Liessmann: Es gibt gegenwärtig weder das Bildungsbürgertum als soziale Klasse im strengen Sinn, noch gibt es einen Konsens darüber, was ein bürgerlicher Kulturbegriff oder bürgerliche Kultur heute überhaupt sein kann. Der Unternehmer, der eine humanistische Bildung durchlaufen hat und ein Abo der Wiener Philharmoniker weitervererbt, existiert ja nur noch als Karikatur. Für wen also sollte Morak bürgerliche Kulturpolitik betreiben? Und was wäre die Alternative? Eine proletarische Kulturpolitik?
profil: Institutionen wie die Salzburger Festspiele dienen dem Bürgertum nicht länger als Identifikationsfläche?
Liessmann: Die Festspiele konfigurieren nicht das ästhetische Selbstbewusstsein eines wie auch immer gearteten Bürgertums. Von den Festspielen wird seitens der Politik zwar erwartet, repräsentativ für den Staat und das österreichische Selbstverständnis als Kulturnation zu sein. Doch dass die Festspiele das österreichische Kunstverständnis am Höhepunkt seiner Zeit repräsentieren, würde wohl nicht einmal mehr Festspielpräsidentin Helga Rabl-Stadler behaupten, obwohl man dort noch immer tolle Aufführungen erleben kann.
profil: Erfüllt Franz Morak die Kriterien eines konservativen Kulturpolitikers?

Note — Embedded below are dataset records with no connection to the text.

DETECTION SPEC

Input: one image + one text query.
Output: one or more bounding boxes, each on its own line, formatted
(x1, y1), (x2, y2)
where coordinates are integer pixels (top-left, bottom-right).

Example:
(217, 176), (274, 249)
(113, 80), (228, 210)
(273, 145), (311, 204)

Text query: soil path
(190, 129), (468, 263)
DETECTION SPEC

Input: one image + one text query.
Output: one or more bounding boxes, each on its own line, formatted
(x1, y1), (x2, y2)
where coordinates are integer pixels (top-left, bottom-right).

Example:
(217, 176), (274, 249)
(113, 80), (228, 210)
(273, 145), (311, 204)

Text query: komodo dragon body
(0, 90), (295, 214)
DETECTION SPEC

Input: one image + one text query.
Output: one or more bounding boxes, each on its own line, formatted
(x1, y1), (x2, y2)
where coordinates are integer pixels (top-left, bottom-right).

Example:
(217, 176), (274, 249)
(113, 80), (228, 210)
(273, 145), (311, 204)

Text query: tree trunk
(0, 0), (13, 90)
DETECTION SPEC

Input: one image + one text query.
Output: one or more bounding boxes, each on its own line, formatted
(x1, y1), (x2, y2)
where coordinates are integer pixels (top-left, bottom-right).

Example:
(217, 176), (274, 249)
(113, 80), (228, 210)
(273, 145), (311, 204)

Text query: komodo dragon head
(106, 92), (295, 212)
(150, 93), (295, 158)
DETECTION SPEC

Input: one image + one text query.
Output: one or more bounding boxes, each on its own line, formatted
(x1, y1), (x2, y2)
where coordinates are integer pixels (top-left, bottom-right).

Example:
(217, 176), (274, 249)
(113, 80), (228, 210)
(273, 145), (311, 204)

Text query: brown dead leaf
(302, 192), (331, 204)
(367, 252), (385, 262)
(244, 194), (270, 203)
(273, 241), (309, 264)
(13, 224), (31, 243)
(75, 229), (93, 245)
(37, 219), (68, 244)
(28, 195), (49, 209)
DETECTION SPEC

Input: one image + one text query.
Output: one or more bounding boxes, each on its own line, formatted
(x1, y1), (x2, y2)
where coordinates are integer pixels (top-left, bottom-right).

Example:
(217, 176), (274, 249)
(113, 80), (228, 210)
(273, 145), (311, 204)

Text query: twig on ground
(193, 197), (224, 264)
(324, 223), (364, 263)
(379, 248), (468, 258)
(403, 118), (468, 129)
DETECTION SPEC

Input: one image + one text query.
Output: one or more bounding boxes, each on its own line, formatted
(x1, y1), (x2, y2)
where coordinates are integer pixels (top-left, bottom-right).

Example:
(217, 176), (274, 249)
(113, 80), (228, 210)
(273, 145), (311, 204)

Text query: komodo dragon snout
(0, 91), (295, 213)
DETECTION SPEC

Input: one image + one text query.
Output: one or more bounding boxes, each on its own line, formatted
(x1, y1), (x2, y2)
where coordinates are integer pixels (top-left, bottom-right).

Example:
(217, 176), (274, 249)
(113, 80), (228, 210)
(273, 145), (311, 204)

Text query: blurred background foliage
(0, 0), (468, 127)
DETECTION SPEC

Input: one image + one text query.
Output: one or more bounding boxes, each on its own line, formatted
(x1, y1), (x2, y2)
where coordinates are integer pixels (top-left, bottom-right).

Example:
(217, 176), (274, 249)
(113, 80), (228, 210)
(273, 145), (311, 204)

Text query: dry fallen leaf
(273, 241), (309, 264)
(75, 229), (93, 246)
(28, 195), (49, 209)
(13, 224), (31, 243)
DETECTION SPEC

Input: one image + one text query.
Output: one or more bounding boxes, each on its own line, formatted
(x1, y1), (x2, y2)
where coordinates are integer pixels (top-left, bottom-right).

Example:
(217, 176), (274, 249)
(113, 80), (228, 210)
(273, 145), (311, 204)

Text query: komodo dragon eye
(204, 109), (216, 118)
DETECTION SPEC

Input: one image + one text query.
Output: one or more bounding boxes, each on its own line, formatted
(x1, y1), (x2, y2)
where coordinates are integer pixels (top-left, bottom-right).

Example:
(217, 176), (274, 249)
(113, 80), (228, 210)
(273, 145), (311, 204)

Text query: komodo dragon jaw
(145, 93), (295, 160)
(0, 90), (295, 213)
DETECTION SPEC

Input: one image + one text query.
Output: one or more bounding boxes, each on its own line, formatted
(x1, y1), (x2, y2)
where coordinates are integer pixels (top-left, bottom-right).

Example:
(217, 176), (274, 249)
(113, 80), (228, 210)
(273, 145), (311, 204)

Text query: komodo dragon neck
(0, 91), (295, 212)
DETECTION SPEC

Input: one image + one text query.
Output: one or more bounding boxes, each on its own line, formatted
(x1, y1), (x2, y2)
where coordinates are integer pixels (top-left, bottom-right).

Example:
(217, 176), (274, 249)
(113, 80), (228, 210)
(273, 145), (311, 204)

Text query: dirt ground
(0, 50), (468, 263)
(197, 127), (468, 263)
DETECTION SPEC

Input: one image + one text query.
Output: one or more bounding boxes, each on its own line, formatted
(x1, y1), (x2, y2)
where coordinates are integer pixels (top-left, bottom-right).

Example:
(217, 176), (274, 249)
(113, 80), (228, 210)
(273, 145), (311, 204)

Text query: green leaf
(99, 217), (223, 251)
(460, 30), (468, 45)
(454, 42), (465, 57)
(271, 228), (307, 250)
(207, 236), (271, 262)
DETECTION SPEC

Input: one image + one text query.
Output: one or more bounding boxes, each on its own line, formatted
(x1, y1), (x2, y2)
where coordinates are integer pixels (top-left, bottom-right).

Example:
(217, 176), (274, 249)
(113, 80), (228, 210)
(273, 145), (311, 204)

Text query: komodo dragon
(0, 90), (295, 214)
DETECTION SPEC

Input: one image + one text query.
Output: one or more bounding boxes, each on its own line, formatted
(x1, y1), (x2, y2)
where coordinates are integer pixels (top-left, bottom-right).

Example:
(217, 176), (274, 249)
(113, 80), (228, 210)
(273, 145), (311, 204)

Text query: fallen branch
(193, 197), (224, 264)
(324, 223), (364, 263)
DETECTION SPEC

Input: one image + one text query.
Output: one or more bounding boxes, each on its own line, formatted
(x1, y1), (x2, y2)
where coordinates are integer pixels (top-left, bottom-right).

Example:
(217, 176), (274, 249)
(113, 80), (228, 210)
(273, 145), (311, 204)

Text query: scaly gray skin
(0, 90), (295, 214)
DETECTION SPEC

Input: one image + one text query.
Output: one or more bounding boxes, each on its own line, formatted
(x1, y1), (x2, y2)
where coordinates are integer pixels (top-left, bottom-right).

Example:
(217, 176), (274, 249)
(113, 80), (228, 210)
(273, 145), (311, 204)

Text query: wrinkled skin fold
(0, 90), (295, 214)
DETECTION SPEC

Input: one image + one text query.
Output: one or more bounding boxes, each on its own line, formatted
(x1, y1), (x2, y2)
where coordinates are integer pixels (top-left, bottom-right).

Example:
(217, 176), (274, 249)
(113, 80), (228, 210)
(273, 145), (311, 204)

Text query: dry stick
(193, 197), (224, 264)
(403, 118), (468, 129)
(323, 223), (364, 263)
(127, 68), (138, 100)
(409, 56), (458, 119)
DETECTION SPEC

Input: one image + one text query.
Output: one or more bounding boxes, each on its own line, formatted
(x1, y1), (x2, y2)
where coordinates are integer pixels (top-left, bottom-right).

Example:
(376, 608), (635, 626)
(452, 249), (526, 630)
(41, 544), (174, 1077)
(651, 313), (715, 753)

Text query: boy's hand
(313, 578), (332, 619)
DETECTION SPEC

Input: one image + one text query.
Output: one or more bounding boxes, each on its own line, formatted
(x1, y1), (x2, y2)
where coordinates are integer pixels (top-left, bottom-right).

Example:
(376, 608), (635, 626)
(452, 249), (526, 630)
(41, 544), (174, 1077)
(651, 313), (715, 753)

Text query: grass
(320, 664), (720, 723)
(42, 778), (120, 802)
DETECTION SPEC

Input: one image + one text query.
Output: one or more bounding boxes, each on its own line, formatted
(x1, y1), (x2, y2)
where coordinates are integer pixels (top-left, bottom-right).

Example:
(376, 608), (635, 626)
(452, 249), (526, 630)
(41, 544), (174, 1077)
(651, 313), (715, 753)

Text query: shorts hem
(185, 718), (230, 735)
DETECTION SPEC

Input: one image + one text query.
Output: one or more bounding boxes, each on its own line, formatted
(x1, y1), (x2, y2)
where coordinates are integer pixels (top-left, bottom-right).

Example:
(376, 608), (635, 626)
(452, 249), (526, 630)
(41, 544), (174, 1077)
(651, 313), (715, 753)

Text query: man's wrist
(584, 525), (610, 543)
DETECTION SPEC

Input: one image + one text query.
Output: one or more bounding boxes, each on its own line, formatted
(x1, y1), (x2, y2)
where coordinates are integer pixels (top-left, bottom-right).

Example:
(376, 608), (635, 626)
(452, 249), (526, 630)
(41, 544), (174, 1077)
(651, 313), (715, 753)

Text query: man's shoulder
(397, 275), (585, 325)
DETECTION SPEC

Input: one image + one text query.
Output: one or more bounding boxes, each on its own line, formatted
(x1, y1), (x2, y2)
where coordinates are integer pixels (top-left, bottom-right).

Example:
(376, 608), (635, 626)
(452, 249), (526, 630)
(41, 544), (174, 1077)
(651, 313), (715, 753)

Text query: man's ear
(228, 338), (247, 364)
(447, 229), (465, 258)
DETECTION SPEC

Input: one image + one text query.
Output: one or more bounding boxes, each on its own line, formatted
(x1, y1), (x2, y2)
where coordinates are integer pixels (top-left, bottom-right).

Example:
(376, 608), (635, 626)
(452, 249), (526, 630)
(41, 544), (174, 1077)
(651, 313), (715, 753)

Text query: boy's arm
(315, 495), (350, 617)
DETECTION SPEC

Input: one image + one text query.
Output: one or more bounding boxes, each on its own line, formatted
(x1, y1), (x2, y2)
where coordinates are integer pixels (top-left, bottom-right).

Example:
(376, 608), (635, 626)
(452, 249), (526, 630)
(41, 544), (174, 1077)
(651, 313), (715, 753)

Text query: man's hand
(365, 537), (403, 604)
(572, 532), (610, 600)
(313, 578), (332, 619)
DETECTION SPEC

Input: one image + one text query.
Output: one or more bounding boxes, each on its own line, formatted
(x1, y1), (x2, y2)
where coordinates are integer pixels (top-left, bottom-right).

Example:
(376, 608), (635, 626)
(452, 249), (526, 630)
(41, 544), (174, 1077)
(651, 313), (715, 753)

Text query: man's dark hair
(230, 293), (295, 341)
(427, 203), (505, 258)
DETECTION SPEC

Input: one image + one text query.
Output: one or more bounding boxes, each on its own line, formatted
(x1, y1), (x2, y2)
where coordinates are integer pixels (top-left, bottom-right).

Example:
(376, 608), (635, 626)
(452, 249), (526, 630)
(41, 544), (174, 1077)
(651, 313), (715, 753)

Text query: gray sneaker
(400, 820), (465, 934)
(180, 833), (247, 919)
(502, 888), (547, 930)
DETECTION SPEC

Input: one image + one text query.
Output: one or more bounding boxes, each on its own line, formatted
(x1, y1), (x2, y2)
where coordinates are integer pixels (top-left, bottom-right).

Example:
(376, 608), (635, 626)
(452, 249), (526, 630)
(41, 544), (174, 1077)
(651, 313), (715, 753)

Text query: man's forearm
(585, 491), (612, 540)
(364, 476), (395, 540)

Liessmann: Der Begriff „konservativ“ im unmittelbaren Sinn bedeutet: bewahrend. Doch augenblicklich sprechen gerade die so genannten konservativen Parteien nur von Veränderung, Flexibilisierung, Mobilisierung, Liquidierung und Zerschlagung. Das ist eigentlich das Gegenteil von konservativ.
profil: Welcher Ideologie folgt Moraks Kulturpolitik?
Liessmann: Manche Schlagworte wie Sponsorships, Ausgliederung, Creative Industries, Kreativwirtschaft oder Publikumsmaximierung entsprechen am ehesten der Vorstellung von Kunst als Ware. Andererseits gibt es auch den Einsatz für die Buchpreisbindung. Dennoch erleben wir eine zunehmende Merkantilisierung der Kultur. Der Widerspruch der gegenwärtigen Kulturpolitik besteht darin, dass sie Kultur ökonomisiert und damit gerade in einem konservativen Sinn die Kunst dessen beraubt, weshalb sie das Bürgertum einst geliebt hatte: als Ort der Muse. Der Wiener Musikverein oder die Staatsoper waren im 19. Jahrhundert genau jene Orte gewesen, wo das Geschäft zu schweigen hatte.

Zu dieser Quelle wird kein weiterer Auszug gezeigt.